Pipelines - Complete Reference¶
Orchestrate data synchronization between external sources and Salesforce with flexible, configuration-driven ETL pipelines.
Overview¶
The SyncPipeline provides a complete framework for Extract-Transform-Load (ETL) operations, enabling you to:
- Extract data from any source (databases, APIs, CSV files, etc.)

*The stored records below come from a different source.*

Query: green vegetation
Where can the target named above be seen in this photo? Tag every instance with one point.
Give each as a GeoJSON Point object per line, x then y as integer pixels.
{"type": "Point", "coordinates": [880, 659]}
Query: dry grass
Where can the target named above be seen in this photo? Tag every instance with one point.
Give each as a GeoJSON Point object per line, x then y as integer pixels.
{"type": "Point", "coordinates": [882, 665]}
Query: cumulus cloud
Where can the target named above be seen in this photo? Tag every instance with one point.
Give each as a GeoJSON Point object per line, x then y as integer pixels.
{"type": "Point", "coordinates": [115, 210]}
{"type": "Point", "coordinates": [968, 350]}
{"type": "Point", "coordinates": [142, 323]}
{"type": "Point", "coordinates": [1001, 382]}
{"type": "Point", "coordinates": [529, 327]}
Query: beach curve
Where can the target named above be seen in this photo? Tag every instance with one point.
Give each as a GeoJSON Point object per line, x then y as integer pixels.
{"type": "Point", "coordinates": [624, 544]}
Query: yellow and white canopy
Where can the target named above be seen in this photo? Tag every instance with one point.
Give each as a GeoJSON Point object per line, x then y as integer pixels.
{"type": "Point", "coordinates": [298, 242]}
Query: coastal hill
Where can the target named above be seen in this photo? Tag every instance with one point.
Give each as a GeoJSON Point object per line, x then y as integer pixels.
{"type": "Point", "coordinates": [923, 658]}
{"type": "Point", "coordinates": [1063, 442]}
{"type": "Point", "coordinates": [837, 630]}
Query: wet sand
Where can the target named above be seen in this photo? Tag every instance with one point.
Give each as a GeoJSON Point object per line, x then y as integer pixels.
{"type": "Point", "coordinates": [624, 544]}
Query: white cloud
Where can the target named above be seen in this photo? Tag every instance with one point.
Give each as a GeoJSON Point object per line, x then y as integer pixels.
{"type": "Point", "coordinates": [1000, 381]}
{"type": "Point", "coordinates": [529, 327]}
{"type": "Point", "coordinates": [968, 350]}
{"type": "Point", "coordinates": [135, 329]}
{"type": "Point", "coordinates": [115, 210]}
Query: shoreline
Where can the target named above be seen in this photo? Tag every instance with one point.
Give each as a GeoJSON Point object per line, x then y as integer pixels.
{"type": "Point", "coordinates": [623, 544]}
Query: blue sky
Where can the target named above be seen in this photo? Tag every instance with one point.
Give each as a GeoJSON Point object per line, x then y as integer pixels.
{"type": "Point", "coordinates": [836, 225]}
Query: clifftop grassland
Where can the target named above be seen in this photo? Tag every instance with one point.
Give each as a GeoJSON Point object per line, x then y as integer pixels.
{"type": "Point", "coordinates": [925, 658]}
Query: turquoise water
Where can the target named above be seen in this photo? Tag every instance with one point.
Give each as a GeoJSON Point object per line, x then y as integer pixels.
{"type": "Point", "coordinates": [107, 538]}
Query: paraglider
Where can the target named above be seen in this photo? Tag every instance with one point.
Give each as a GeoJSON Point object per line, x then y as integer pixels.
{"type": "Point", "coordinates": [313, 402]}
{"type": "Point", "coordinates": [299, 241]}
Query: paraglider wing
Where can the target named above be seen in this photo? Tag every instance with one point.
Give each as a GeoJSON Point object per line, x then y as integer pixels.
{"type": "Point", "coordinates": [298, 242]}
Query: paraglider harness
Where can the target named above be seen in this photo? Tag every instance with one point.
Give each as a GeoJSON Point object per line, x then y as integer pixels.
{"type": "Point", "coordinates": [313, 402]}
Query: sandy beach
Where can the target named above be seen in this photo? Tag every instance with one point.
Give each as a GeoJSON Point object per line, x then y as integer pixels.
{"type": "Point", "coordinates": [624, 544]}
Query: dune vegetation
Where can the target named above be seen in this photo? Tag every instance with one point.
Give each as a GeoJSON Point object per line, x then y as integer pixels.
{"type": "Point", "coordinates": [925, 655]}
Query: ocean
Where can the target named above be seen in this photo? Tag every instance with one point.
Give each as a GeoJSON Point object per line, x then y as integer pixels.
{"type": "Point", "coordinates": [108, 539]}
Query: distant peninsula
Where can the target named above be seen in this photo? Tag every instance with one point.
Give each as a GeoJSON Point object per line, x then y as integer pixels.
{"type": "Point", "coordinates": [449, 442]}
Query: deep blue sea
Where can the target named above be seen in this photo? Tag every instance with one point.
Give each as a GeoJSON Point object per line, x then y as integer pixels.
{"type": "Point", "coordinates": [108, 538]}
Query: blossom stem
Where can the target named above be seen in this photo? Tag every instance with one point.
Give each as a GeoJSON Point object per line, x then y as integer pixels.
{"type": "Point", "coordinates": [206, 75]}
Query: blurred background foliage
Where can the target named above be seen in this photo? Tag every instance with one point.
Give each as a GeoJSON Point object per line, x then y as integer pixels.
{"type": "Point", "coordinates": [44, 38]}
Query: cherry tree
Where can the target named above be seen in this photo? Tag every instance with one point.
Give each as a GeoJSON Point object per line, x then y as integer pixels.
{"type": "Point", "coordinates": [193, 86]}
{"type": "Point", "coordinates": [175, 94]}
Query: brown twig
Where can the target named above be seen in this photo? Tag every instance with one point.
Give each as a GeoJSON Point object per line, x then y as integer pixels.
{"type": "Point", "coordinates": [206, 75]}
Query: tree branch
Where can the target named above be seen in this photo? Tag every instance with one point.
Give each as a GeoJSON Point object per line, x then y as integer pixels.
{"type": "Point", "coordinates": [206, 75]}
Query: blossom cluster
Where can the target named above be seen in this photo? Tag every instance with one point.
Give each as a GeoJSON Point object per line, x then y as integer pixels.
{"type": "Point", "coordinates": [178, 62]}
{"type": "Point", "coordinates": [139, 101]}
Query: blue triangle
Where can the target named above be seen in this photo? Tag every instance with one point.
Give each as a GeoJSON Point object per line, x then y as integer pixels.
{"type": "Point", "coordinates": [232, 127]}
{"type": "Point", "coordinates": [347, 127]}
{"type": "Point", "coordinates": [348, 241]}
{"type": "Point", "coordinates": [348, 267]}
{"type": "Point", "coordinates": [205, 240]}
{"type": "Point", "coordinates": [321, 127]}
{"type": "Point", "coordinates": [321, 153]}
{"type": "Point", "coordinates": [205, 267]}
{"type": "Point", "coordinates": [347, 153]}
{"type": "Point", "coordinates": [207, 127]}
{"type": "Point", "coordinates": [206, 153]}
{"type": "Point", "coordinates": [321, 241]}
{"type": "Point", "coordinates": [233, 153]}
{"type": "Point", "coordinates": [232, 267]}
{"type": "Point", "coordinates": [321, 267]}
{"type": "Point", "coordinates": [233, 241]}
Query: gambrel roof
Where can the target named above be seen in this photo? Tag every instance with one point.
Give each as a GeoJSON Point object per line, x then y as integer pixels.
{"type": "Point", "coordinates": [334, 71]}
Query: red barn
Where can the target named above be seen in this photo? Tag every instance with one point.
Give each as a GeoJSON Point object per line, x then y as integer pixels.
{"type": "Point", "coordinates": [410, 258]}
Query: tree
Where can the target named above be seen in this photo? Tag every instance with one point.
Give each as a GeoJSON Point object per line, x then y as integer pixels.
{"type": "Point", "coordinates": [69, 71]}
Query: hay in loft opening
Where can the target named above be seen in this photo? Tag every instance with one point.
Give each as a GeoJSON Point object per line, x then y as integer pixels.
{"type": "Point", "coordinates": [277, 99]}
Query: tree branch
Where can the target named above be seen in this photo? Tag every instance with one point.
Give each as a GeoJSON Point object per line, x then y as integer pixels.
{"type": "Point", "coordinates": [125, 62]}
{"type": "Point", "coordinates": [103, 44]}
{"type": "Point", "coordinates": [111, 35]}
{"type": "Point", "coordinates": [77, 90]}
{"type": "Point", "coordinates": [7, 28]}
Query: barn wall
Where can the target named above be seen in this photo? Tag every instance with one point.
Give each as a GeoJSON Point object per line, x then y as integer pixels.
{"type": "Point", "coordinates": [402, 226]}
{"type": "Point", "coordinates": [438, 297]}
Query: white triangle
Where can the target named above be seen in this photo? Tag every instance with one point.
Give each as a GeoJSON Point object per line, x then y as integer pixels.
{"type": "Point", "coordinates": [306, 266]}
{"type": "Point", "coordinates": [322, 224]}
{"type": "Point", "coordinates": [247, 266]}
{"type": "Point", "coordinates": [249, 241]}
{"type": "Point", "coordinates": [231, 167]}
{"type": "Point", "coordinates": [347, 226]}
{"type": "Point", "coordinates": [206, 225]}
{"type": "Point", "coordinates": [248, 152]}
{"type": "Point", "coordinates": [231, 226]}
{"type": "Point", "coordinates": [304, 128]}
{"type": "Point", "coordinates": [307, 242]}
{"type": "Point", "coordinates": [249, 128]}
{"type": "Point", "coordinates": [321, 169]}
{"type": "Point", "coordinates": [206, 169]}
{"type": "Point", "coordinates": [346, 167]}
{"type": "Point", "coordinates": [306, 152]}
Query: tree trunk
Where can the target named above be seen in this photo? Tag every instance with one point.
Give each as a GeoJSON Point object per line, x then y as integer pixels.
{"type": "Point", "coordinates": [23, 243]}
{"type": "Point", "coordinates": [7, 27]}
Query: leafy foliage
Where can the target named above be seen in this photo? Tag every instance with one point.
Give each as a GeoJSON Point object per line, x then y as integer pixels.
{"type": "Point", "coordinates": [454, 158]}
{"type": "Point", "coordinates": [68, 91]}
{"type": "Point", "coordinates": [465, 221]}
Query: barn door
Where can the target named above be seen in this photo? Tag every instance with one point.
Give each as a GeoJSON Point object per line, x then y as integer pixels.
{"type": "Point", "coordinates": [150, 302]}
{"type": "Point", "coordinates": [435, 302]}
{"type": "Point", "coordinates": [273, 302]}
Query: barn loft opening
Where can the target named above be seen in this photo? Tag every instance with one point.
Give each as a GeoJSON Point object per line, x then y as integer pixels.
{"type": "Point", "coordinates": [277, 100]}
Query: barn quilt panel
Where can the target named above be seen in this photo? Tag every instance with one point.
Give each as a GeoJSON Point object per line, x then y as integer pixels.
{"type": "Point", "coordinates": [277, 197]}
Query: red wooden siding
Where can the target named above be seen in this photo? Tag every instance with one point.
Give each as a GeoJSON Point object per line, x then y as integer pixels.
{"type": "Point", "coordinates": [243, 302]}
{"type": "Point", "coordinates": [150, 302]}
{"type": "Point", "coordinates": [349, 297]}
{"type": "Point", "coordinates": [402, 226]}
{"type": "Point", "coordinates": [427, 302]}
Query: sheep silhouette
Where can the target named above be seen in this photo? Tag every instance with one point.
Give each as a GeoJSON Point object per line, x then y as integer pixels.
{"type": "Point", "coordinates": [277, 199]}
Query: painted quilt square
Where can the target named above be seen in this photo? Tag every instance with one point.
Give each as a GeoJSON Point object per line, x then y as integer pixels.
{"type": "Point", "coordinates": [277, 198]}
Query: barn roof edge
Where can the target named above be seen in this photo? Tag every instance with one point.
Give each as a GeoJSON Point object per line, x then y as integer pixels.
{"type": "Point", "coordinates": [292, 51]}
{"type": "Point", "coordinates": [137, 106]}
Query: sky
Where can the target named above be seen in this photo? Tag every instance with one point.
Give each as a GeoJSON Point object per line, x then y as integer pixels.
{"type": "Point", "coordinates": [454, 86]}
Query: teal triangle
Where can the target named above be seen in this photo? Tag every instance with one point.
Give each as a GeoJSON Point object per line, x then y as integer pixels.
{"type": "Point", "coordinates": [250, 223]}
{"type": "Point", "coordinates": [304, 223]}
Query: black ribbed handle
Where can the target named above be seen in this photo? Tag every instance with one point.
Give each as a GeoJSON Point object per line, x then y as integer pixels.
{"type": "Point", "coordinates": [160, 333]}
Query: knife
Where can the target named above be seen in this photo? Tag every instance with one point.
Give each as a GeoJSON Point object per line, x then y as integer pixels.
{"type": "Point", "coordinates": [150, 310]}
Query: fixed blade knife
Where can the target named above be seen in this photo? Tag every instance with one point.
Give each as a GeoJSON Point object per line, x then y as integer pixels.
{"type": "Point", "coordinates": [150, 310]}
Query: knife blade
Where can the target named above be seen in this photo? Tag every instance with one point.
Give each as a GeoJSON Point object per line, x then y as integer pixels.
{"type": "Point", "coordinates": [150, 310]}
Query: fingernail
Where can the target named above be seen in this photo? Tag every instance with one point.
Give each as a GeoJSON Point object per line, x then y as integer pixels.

- Transform data using FieldMapper
- Load data to Salesforce with comprehensive error handling
- Track progress with callbacks and detailed logging
Key Features: - ✅ Multiple sync modes (INSERT, UPDATE, UPSERT, DELETE) - ✅ Batch processing for efficiency - ✅ Integrated field mapping - ✅ Progress callbacks and event hooks - ✅ Comprehensive error tracking - ✅ Configuration-driven setup - ✅ Flexible and extensible architecture
Quick Reference¶
| Component | Description |
|---|---|
SyncPipeline |
Main pipeline class |
SyncMode |
Sync operation modes |
SyncResult |
Operation results and metrics |
SyncStatus |
Pipeline execution status |
SyncMode Enum¶
Defines the type of synchronization operation.
Values:
| Mode | Description | Requirements |
|---|---|---|
INSERT |
Create new records | - |
UPDATE |
Update existing records | Requires Id field |
UPSERT |
Insert or update | Requires external ID field |
DELETE |
Delete records | Requires Id field |
Example:
from kinetic_core.pipeline import SyncMode
# Use different modes
mode_insert = SyncMode.INSERT
mode_update = SyncMode.UPDATE
mode_upsert = SyncMode.UPSERT
mode_delete = SyncMode.DELETE
SyncStatus Enum¶
Tracks the status of pipeline execution.
Values:
| Status | Description |
|---|---|
PENDING |
Not yet started |
IN_PROGRESS |
Currently running |
SUCCESS |
All records processed successfully |
FAILED |
All records failed |
PARTIAL |
Some succeeded, some failed |
SyncResult Class¶
Contains results and metrics from a synchronization operation.
Properties:
- status (SyncStatus): Overall sync status
- total_records (int): Total records processed
- success_count (int): Number of successful operations
- error_count (int): Number of failed operations
- errors (List[Dict]): Detailed error information
- salesforce_ids (List[str]): Created/updated Salesforce IDs
- metadata (Dict): Additional metadata (timing, throughput)
Methods:
- success_rate (property): Calculate success percentage
- add_success(salesforce_id): Record a successful operation
- add_error(record_data, error): Record a failed operation
Example:
result = pipeline.sync(data)
print(f"Status: {result.status.value}")
print(f"Total: {result.total_records}")
print(f"Success: {result.success_count}")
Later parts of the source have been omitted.